Wednesday, December 30, 2009

I hope you have all enjoyed a bit of a holiday in the past week or so - I've been using my break as an opportunity to catch up on some reading. One of the books I have on the go, however, is causing my brain to explode a little bit.

That book is The Black Swan, by Nassim Taleb. I realize that I'm late to this particular party: Taleb's book was published in 2007 and has been widely read and discussed (the book's publisher even took out full-sized ads in the London Underground, a spot usually reserved for bad television ads and the latest Victoria Beckham ghostwritten word vomit). But for anyone else who is behind the curve, I highly recommend this book. Not because you will enjoy it, but because it will make you uncomfortable.

The book's tagline reads "The Impact of the Highly Improbable," but it is much more than a collection of vignettes about unlikely events that have shaped human history. In fact, it is an exploration on the limits of human knowledge and our systematic failures to both interpret past events and predict events of the future. Actually, it's not so much of an exploration but an all-out assault on what it is that we think we know. He's particularly hard on those who claim to be experts in areas of fundamental unpredictability: political scientists, economists, historians, business executives, bureaucrats, risk analysts and just about everyone working in the financial industry (which includes Taleb). Like I said, this book will make you uncomfortable.
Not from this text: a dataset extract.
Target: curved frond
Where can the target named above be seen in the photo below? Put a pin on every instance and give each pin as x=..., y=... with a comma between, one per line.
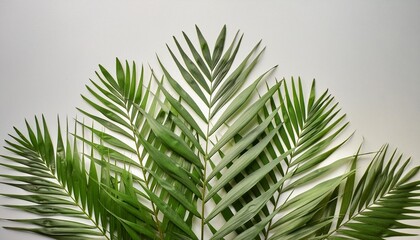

I don't agree with all the arguments that Taleb makes in this book. For instance, he distinguishes between the damage caused by forecasting errors made by governments and those of large corporations. Unlike governments, "corporations can go bust as often as they like, thus subsidizing us consumers by transferring their wealth into our pockets.... As individuals, we should love free markets because operators in them can be as incompetent as they wish." Well that's obviously not the case: the recent string of bankruptcies in the financial industry has not transferred wealth into, but out of, our pockets.

Rather than undermining his argument, however, I think the above example serves to reinforce the fundamental point of his book: Taleb has attempted to create a neat distinction, but the reality of the system is much more complex than he realizes at the time of writing. His misreading of history has led him to make an incorrect prediction about the future value of bankruptcies. In other words, he has unintentionally reinforced his own arguments about why we suck at predicting things. (For yet more evidence, see the FAIL list below).

I cannot possibly do justice to this book in a short blog post, so I will merely repeat my earlier recommendation to "read this book." Despite the heavy philosophical content, this is an accessible and easy-to-read (even funny) way to totally mess with your head.